The State Department, in an unusual public announcement, yesterday attacked "slanderous and baseless" Soviet allegations regarding U.S. interference in Afghanistan and suggested that the allegations are a smokescreen for increased Soviet involvement.
The U.S. statement, volunteered to reporters in late afternoon, is one of a series expressing Washington's concern about growing Russian activity in the thinly populated mountain state on the Soviet Border.
The United States is unusually sensitive to Soviet charges and actions there because of the unsettled conditions of the region following the events in Iran and because of the killing of U.S. Ambassador Adolph Dubs on Feb. 14 in Kabul, the Capital of Afghanistan.
Some administration officials speculated that the new Soviet press attacks on the United States may be part of a campaign by Moscow to justify greater military support for the revolutionary Afghan regime, which came to power in a coup a year ago this month. In recent weeks, the Russians are reported to have stepped up their shipment of military equipment, including large helicopters, as the Afghan regime has encountered increasing opposition from Moslem tribesmen and others.
A Pravda article under an authoritative pseudonym on March 19 drew a strong rebutal from the State Department March 28, along with a waring to the Soviet Union to stay out of Afghanistan's internal Battles.
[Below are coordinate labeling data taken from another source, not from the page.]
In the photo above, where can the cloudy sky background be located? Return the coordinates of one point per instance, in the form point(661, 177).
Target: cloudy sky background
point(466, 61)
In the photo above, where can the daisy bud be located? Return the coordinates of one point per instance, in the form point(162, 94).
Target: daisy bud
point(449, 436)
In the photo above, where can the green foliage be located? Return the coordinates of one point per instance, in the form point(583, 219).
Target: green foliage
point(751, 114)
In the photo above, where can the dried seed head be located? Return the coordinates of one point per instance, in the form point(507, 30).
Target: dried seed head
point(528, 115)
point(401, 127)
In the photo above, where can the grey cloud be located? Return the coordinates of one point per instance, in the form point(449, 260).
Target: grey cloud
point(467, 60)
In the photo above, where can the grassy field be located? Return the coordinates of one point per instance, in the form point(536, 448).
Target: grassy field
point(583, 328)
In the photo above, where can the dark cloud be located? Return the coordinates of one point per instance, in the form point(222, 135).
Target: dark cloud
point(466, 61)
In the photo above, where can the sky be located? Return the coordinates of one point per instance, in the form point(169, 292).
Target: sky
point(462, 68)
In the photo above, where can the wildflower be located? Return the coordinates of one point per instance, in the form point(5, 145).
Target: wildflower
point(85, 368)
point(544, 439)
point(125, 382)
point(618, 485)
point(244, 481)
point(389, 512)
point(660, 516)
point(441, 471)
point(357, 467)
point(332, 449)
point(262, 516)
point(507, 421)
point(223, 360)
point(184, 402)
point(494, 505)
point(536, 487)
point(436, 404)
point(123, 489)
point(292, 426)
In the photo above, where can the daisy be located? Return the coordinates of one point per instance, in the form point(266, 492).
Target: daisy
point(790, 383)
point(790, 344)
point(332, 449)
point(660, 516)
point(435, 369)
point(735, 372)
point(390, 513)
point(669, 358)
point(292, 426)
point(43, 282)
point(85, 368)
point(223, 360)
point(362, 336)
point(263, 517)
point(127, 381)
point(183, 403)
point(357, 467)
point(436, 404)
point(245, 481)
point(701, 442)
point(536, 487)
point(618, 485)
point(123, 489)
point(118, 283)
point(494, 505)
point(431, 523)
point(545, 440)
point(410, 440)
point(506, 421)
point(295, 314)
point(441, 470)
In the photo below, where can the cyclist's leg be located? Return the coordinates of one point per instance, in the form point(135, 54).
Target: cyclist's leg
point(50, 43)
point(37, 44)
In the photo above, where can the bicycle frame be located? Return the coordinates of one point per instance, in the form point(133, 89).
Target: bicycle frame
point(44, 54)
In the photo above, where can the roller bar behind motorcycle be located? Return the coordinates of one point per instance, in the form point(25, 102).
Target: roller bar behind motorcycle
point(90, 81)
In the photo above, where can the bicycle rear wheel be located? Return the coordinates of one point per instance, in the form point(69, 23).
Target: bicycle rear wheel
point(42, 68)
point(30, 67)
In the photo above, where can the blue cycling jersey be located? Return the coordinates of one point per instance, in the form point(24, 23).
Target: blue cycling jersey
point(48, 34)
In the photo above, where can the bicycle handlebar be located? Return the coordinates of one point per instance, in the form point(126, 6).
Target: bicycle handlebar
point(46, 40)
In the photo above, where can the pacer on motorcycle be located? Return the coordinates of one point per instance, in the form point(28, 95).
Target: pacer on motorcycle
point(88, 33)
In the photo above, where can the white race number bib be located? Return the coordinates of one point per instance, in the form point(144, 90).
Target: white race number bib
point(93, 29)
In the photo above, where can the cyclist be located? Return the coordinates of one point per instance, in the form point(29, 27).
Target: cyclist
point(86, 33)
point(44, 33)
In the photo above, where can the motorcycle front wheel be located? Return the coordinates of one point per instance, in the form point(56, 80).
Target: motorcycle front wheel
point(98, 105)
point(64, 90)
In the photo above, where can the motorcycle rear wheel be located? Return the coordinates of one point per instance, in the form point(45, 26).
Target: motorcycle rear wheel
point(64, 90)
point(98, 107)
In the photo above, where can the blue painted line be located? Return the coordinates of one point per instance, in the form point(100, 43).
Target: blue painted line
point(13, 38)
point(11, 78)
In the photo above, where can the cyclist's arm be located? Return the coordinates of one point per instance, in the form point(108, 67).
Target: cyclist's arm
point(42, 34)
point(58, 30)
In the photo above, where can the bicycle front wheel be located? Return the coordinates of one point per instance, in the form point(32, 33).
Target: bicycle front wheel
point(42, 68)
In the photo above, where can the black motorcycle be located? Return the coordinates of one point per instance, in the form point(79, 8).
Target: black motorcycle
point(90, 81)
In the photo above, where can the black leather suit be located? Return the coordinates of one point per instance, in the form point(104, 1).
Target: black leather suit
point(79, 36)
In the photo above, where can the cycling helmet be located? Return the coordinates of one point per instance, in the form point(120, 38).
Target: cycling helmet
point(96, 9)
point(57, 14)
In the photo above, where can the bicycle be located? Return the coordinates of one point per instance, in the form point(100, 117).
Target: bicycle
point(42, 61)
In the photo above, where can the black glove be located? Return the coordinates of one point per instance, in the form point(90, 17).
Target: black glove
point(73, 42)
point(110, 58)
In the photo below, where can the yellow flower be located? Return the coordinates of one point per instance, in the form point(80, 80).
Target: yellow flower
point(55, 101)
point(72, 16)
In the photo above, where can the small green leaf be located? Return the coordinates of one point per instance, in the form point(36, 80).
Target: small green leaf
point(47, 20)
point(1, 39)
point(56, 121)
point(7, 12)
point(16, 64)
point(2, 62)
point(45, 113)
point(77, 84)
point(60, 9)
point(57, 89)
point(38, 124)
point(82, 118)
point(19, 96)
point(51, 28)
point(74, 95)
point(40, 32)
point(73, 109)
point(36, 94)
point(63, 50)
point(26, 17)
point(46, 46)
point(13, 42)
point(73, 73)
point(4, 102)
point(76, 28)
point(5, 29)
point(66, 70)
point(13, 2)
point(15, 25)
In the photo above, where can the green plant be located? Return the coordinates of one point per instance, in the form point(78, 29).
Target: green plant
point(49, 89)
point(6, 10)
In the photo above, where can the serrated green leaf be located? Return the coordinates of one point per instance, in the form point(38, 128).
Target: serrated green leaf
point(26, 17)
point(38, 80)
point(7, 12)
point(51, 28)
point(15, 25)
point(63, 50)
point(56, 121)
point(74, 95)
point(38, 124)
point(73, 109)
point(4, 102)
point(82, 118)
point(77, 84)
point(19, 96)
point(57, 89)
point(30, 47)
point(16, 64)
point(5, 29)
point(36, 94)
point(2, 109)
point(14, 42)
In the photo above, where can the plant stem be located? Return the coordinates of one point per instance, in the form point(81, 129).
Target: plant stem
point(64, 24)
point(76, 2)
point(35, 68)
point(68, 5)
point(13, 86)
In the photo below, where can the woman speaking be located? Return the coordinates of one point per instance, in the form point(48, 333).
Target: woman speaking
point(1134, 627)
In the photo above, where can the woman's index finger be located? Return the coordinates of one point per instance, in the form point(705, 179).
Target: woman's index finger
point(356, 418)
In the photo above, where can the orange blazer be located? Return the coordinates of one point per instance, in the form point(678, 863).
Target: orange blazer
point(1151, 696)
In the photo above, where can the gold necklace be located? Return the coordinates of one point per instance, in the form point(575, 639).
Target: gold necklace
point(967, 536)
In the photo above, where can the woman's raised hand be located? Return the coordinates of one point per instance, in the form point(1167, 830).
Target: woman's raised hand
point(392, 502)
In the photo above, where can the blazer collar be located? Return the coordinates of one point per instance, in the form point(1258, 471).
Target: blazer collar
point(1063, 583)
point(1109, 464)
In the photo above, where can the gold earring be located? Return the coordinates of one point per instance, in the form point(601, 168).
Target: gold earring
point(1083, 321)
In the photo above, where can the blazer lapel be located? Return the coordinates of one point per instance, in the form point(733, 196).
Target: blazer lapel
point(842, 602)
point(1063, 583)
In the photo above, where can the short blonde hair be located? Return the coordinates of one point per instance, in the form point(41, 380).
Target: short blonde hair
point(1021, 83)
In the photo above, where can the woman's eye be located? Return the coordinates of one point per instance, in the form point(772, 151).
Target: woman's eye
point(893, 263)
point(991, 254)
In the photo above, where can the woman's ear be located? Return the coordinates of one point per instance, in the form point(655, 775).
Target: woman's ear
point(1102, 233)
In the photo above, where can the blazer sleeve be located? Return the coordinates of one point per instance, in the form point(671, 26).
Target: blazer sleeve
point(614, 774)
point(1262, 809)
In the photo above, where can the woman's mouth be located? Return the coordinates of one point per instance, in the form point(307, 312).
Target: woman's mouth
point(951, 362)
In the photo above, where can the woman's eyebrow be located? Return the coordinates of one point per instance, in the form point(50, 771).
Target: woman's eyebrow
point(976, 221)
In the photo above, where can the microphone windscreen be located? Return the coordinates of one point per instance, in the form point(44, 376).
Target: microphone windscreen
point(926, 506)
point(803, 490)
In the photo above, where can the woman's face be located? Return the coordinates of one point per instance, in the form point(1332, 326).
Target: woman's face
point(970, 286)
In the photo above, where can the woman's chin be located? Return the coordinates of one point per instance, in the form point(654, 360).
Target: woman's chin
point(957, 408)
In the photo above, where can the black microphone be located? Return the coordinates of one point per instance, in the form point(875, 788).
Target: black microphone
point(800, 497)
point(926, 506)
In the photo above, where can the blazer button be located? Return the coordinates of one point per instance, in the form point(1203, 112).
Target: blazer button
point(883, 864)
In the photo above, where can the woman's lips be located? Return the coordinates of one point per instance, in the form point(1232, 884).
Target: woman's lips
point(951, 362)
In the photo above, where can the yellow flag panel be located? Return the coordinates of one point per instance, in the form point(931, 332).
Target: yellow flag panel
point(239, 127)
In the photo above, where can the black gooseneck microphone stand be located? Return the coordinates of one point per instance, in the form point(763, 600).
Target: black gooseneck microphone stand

A Pravda article and a television interview with a high Soviet official, both on March 29, were the point of departure for yesterday's State Department announcement. High-level administration deliberations reportedly led to the annoucement.
According to the State Department, the latest Russian charges were that the United States has supported Afghani insurgents. The television statements, by Leonid Zamyatin, cheif of the information department of the Central Committee of the Soviet Communist Party, reportedly charged that Deputy Secretary of State Warren Christopher had met with Pakistani representatives for the purpose of arranging arms supplies to the insurgents.
The State Department called the charges of U.S. interference in Afghanistan "slanderous and baseless," and said the United States takes a critical view of "false statements by a high Soviet official" impugning senior American officials.
"Such untruths continue to raise questions about the intentions of the U.S.S.R. with respect to interference in the internal affairs of Afghanistan," the State Department said.
On Capitol Hill, Sen. Claiborne Pell (D.R.I.) issued a statement charging the Soviet press with "fabricating stories of United States involvement" in Afghanistan to cover the actions of their country. Aides to Pell said he learned of the Soviet allegations from administration officials.
Pell, a senior member of the Foreign Relations Committee, has taken a special interest in Afghanistan following the killing of Dubs, whose widow works in a Capitol Hill office next door to that of the senator.